Face à cette trahison, face à la répression, les milieux les plus radicaux, les plus pauvres, les plus égalitaires évoluent vers un millénarisme chrétien, déjà présent mais qui devient l’expression politique du mouvement social, en particulier des cardeurs de laine. Ainsi, ils placent à leur direction les "Huit Saints du Peuple de Dieu".

Le 31 août, un grand groupe de Ciompi derrière Michele di Lando se réunit à nouveau sur la Piazza della Signoria pour rappeler ses revendications, mais il est facilement dispersé par le bloc unifié de la réaction.

Le tout nouvel art des Ciompi fut aboli, et Michele di Lando fut exilé.

Conséquences[modifier]

Pendant 4 ans, la domination des arts les plus puissants fut rétablie.
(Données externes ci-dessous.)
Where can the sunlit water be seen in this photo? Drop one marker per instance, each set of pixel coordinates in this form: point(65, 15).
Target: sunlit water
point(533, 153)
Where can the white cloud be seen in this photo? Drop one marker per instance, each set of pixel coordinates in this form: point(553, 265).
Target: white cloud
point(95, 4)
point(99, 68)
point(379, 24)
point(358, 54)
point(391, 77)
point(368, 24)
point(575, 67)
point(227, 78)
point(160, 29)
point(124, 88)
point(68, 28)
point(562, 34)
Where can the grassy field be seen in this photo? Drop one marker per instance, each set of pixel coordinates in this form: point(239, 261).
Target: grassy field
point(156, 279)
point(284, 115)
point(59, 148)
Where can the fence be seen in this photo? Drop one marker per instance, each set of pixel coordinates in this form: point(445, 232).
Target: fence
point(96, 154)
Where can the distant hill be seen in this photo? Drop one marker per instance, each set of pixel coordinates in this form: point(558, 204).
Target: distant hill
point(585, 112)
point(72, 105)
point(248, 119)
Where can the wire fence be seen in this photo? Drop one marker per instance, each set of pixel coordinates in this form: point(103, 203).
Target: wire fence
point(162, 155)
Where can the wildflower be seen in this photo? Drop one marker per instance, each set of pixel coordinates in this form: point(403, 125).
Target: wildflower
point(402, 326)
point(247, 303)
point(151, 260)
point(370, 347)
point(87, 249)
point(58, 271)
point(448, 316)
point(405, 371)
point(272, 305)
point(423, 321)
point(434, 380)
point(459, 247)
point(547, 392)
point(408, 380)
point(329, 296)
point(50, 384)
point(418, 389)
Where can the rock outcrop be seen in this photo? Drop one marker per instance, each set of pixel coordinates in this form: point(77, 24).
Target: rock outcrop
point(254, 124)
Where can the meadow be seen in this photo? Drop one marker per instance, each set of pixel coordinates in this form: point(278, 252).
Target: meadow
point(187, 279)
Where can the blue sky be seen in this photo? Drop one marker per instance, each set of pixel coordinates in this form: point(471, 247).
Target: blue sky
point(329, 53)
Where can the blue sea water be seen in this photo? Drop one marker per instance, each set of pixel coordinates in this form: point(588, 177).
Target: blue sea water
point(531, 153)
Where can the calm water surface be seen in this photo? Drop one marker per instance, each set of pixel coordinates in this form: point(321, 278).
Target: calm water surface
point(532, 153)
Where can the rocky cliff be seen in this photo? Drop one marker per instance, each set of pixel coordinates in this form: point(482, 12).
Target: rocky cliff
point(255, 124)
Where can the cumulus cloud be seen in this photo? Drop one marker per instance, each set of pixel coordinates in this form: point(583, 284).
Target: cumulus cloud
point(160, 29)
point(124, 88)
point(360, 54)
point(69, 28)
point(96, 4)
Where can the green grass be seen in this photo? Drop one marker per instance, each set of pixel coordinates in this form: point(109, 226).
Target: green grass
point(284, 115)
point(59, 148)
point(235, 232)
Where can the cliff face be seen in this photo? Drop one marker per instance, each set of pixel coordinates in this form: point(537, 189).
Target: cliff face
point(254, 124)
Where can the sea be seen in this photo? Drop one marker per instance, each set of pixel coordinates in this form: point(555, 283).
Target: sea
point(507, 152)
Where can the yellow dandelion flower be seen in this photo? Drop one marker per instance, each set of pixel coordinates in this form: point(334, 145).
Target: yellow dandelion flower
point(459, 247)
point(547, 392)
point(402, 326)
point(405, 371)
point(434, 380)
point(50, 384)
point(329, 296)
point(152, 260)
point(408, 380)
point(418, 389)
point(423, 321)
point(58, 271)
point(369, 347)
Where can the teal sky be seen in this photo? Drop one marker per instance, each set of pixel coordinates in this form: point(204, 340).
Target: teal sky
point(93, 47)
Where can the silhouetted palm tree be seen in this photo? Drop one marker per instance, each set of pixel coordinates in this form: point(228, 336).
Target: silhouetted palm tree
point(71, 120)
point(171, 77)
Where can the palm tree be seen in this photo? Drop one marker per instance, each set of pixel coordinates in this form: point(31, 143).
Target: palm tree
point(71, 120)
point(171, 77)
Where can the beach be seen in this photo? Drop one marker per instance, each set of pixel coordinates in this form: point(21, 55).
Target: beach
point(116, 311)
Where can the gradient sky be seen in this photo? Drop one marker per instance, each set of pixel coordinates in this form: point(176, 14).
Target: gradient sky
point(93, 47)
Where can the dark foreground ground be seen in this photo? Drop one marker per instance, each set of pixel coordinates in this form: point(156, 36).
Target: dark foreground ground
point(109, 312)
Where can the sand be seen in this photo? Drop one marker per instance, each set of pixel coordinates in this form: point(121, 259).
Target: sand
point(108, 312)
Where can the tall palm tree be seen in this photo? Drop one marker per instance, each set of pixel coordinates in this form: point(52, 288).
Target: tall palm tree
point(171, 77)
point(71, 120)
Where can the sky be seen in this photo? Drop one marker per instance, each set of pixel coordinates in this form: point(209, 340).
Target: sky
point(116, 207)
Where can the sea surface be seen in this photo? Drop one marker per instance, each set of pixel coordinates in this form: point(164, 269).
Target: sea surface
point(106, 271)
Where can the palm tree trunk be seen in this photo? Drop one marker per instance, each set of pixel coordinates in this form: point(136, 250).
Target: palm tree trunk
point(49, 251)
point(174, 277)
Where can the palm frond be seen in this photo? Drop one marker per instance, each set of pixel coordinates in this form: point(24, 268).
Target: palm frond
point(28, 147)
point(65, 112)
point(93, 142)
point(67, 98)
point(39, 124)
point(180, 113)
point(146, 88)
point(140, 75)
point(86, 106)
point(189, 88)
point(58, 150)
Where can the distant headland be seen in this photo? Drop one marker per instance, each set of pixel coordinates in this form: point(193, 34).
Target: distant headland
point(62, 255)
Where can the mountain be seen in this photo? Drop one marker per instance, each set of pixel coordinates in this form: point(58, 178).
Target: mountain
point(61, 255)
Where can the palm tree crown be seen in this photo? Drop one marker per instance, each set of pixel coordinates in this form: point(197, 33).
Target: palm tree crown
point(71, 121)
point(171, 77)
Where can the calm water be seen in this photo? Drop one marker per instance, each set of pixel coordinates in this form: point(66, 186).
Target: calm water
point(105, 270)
La révolte de 1378 resta un souvenir traumatisant pour les membres des arts les plus puissants, qui apportèrent longtemps leur soutien aux Médicis en tant que garants de l'ordre social florentin.

Après l'annulation de leur participation en 1382, l'art des Ciompi s'allie alors aux Albizzi qui dominèrent la vie politique florentine jusque 1434, date du retour de Cosme l'ancien et des Médicis, qui entraîne le départ des Albizzi et de leurs alliés, la famille Peruzzi, les Barbadori et les Strozzi.

Historiographie[modifier]

L’Histoire de Florence de Machiavel représente la révolte avec une série de débats imaginés et des discours rapportant les positions des protagonistes, selon le point de vue de ce champion de la stabilité de l’État. Ces événements furent vus par l’Église et les classes dominantes comme un phénomène de retour à l’ordre naturel de Dieu.
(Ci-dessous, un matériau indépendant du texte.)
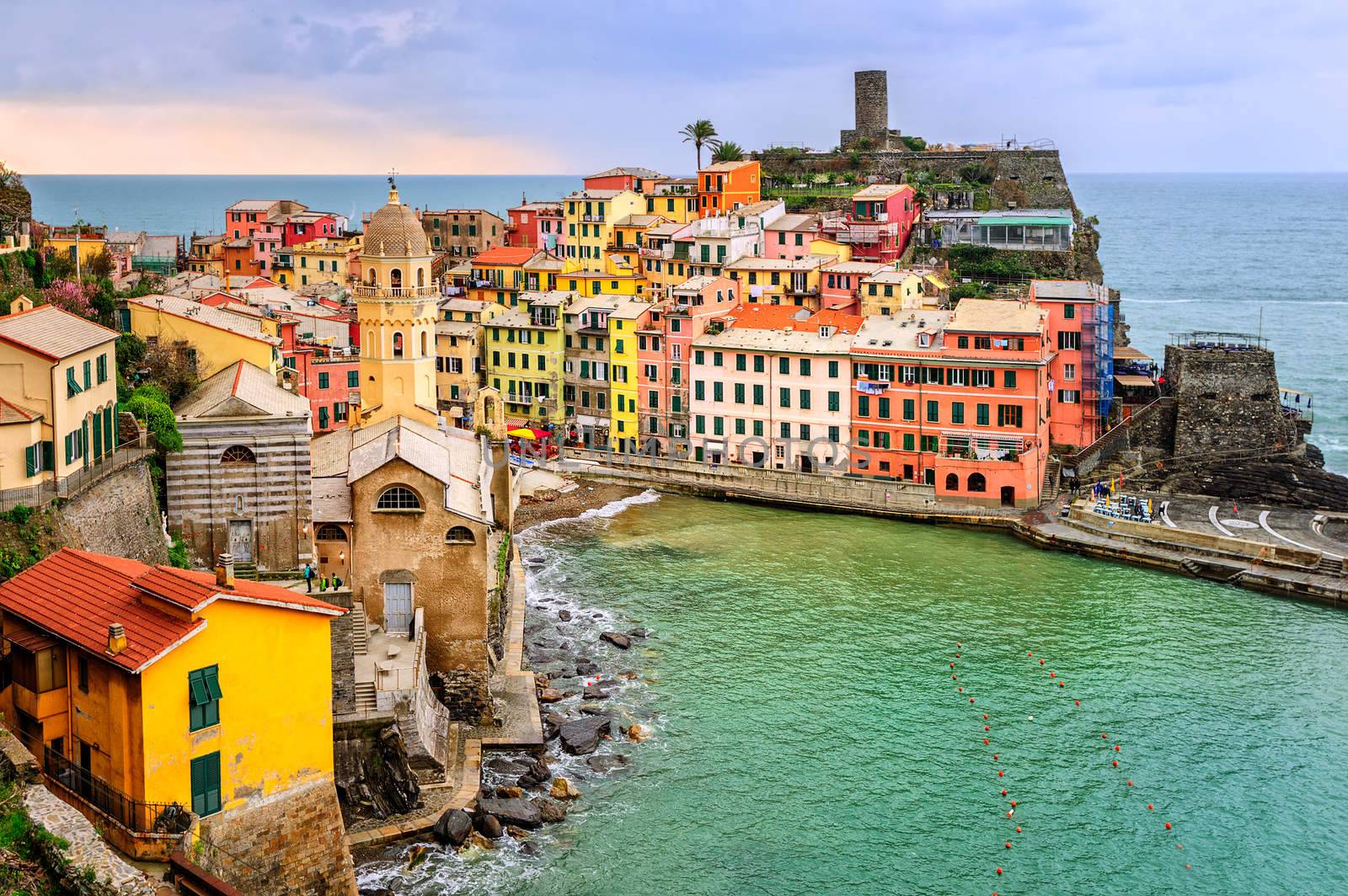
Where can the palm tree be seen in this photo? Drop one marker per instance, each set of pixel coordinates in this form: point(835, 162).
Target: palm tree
point(728, 152)
point(700, 134)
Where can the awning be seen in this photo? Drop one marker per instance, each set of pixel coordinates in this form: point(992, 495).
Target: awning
point(1024, 220)
point(1127, 352)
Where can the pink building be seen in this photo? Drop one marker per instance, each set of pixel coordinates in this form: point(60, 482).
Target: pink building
point(770, 388)
point(880, 224)
point(665, 354)
point(1082, 370)
point(536, 226)
point(789, 237)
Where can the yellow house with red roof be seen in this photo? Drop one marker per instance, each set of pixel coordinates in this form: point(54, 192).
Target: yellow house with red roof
point(150, 691)
point(58, 395)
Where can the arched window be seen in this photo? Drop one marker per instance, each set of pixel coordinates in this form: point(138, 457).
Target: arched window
point(238, 455)
point(398, 499)
point(458, 536)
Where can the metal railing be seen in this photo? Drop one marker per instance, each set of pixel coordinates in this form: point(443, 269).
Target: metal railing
point(135, 815)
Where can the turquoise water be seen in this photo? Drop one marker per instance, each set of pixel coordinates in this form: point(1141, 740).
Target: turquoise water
point(810, 738)
point(1188, 251)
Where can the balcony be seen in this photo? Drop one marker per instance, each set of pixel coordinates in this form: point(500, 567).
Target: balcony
point(398, 291)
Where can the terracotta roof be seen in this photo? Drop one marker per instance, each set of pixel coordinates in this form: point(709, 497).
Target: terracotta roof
point(505, 255)
point(76, 596)
point(53, 333)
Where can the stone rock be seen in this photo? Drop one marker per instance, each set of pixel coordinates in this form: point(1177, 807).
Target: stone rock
point(617, 639)
point(452, 828)
point(563, 788)
point(608, 763)
point(552, 812)
point(511, 812)
point(479, 841)
point(489, 826)
point(581, 736)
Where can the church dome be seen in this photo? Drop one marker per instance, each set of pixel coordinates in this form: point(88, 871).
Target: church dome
point(395, 231)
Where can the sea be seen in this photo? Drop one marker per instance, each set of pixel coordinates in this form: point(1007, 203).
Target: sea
point(848, 705)
point(1262, 253)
Après la Grande Peste, au cours de la seconde moitié du 14e siècle, des événements similaires chamboulèrent grandement l’Europe politique : les classes les plus opprimées luttèrent pour des conditions plus justes.
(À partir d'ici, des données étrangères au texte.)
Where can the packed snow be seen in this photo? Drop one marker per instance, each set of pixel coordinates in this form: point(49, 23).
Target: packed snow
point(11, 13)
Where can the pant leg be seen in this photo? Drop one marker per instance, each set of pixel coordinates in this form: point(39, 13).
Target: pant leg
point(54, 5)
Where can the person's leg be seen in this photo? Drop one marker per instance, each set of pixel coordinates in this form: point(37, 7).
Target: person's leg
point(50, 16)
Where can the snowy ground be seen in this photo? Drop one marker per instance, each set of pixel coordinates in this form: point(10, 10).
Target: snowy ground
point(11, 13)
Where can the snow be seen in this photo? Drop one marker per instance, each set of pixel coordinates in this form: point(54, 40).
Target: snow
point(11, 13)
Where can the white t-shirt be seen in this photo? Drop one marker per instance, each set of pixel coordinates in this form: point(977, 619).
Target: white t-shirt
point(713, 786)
En milieu rural, les vallées françaises du Haut-Dauphiné et du Piémont italien obtiennent la signature de la charte du Grand Escarton, qui leur donnent des droits et réduit le poids des prélèvements fiscaux pour les paysans.

Voir aussi[modifier]

Bibliographie[modifier]

  • Nicolas Machiavel et Simone Weil, La Révolte des Ciompi - Un soulèvement prolétarien à Florence au XIVe siècle, Livre III des Histoires florentines de Machiavel, traduction de Guiraudet, revue par Laura Brignon, précédé d'une introduction de Simone Weil (La Critique Sociale, n° 11, mars 1934), postface d'Emmanuel Barot : «1378 ou l'émergence de la question moderne du sujet révolutionnaire», Toulouse, CMDE - Smolny, 2013.
  • Nicolas Machiavel, Florence insurgée - La révolte des Ciompi, Éditions L'Esprit frappeur, 1998, (ISBN 2-84405-057-3).
  • Samuel Kline Cohn, Lust for liberty: the politics of social revolt in medieval Europe, 1200 – 1425 ; Italy, France, and Flanders, Harvard University Press, Cambridge, 2006.
  • Michel Mollat et Philippe Wolff, Ongles bleus, jacques et ciompi - les révolutions populaires en Europe aux XIVe et XVe siècles, Calmann-Lévy, 1970, in 8°, 223 pages.
  • Alessandro Stella, La révolte des Ciompi. Les hommes, les lieux, le travail, Paris, EHESS, 1993.
  • Un soulèvement prolétarien à Florence au XIVe siècle, introduction de Simone Weil à un texte de Machiavel, in Écrits historiques et politiques, Gallimard, Paris, 1960.